Он был щедр и великодушен. Конечно, он был смел и справедлив. Умен и блестяще образован. Словом, он был прекрасен. О таком отце можно было только мечтать. Он был остроумен с моими подругами и приветлив с моими кавалерами. Он никогда не ругал меня – ни за ложь, ни за двойки, просто спокойно объяснял, что к чему.
Ему нравились мои джинсы с бахромой и волосы, крашенные в ярко-рыжий, почти красный цвет. Он с удовольствием слушал музыку, которую совсем не понимали взрослые и которую слушали мы, молодежь.
Летом он отпустил меня с компанией в Коктебель. Он безгранично доверял мне – впрочем, это он делал зря.
Когда он узнал, что я курю, стал приносить мне американские сигареты, доставал их по черт-те какой цене у спекулянтов. На день рождения купил за валюту зеленый том Булгакова. Утешал меня, когда я провалилась в институт, – и повел обедать в «Арагви». Словом, понятно: у меня был лучший отец на свете.
У меня никогда не было отца. Нет, конечно, он был, но я его совсем не помнила. Мать ушла от него, когда мне было полтора года. Ушла из-за такой любви, когда уходят, не оглядываясь.
Отчим был неплохим человеком – и я, естественно, не знала правды, считала, что он мой отец. В одиннадцать лет дальняя родственница (мерзкое, надо сказать, создание) перебила мое щебетание, где фигурировало слово «папа», и спросила:
– Какой?
– Что «какой»? – не поняла я.
– Ну, какой из отцов, у тебя же их два, – пояснила она.

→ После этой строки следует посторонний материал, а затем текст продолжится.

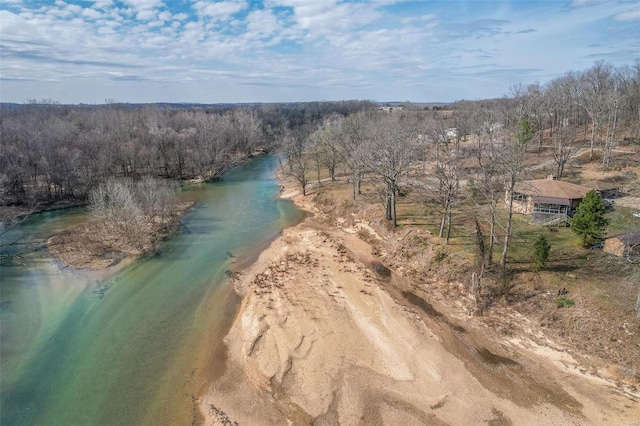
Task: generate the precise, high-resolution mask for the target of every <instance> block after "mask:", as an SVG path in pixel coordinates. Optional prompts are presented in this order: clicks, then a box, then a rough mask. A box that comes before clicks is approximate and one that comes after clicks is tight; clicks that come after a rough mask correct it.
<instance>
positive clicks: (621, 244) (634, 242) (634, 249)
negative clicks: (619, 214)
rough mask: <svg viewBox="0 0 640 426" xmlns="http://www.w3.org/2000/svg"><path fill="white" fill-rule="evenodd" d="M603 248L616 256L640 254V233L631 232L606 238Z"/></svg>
mask: <svg viewBox="0 0 640 426" xmlns="http://www.w3.org/2000/svg"><path fill="white" fill-rule="evenodd" d="M603 250H604V251H606V252H607V253H611V254H613V255H616V256H625V255H627V254H632V253H633V254H636V255H637V254H640V233H638V232H629V233H627V234H622V235H617V236H615V237H611V238H607V239H606V240H604V247H603Z"/></svg>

Я сказала ей, что она дура, и почему-то расплакалась.
Через неделю рассказала обо все маме. Она посоветовала не обращать внимания на сволочей и посчитала, что этого объяснения вполне достаточно.

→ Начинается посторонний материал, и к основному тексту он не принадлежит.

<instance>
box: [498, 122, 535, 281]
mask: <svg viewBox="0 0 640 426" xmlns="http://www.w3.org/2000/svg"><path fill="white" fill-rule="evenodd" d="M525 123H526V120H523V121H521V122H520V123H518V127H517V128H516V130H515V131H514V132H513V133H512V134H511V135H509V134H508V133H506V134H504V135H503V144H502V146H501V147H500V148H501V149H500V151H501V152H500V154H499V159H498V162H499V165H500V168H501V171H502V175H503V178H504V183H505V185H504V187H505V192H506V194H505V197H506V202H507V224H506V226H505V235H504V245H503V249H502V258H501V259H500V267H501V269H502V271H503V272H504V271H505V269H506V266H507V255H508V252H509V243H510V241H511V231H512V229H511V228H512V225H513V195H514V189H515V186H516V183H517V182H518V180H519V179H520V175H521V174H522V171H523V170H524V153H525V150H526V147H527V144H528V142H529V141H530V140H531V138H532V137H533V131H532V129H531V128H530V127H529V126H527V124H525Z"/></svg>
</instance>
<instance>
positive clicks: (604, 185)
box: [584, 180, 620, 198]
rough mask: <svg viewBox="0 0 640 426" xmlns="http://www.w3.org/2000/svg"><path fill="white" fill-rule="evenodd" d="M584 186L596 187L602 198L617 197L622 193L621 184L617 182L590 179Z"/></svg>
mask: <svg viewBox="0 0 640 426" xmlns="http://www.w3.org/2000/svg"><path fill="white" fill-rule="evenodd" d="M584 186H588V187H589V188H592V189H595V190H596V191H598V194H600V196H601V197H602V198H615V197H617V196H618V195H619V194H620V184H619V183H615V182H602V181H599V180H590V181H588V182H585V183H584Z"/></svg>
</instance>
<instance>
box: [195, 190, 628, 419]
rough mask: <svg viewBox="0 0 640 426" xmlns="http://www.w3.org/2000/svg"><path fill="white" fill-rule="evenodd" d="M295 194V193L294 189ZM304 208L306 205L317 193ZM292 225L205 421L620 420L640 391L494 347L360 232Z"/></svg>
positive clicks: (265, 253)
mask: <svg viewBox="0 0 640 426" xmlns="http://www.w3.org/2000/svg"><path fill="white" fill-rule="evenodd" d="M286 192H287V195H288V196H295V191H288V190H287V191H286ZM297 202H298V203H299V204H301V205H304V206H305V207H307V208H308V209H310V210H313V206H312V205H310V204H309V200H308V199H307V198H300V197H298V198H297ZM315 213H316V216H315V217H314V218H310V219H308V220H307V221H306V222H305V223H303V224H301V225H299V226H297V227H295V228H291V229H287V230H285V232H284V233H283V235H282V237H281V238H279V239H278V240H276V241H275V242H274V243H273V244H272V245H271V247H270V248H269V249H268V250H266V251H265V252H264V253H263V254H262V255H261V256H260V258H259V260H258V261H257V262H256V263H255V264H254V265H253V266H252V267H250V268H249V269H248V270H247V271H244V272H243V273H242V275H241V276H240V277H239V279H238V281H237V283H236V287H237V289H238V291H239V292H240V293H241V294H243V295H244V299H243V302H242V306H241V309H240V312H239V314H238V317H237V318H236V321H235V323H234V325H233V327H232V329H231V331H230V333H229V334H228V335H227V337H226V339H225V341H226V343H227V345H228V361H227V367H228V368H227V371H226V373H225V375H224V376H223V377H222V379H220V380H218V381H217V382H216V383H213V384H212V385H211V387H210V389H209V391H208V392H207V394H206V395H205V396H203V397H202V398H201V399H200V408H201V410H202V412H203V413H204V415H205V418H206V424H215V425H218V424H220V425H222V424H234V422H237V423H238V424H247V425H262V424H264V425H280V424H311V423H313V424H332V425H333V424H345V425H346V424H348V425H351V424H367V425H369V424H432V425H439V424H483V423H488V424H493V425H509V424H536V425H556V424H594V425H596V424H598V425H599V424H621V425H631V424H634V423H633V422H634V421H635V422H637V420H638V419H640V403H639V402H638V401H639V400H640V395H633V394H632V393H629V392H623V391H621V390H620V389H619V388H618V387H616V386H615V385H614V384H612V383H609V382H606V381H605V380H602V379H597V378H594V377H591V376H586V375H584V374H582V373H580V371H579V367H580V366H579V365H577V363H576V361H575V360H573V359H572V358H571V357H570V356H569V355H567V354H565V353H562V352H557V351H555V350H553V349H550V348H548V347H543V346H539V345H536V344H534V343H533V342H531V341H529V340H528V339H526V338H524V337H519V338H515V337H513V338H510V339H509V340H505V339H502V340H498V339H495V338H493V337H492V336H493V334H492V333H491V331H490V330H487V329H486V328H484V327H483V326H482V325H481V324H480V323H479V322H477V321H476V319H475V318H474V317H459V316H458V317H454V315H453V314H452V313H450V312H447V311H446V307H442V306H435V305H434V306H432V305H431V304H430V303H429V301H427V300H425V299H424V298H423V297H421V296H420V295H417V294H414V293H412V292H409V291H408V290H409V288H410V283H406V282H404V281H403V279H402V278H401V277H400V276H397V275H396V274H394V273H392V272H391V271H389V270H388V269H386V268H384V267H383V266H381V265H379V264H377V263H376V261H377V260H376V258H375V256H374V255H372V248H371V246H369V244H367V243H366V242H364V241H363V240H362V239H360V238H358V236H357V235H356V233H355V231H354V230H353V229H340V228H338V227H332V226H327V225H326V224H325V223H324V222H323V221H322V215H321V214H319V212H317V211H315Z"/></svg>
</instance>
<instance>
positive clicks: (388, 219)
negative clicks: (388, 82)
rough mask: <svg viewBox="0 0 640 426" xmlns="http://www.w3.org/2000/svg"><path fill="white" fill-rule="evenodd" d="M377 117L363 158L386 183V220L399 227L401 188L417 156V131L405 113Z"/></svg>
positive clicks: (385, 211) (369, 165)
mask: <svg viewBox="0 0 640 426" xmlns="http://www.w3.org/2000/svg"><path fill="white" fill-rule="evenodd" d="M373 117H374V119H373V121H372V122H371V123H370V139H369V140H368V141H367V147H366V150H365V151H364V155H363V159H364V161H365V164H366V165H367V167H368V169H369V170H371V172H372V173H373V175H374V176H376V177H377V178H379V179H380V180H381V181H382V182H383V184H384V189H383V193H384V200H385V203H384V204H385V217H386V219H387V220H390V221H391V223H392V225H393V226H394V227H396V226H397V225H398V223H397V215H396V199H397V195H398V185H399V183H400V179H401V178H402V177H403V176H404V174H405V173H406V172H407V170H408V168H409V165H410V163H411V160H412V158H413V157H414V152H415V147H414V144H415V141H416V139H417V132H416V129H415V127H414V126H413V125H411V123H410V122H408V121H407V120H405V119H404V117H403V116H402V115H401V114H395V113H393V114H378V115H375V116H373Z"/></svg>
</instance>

В пятнадцать лет я нарыла какие-то документы вроде свидетельства о браке и моей метрики и поняла, что та сволочь была права.
Состоялся трудный разговор с мамой. Отчима, кстати, я продолжала называть папой и вообще относилась к нему неплохо, так же, как и он ко мне.
В двадцать лет я разыскала отца через Мосгорсправку. Позвонила, представилась. Он сказал, что очень занят и перезвонит мне завтра. Назавтра он не перезвонил. Он вообще мне не перезвонил, никогда.
Когда мне было лет сорок и я уже была почтенная мать двоих детей, от знакомых (такие всегда находятся) я узнала, что отец тяжело болен.
Я набрала его телефонный номер.
Он сильно кашлял, и было понятно, что говорить ему тяжело.
Я сказала, что сейчас приеду.
Он ответил: не надо, он не хочет, чтобы я видела его в таком виде, и вообще ему тяжело общаться с людьми. Я заплакала и положила трубку.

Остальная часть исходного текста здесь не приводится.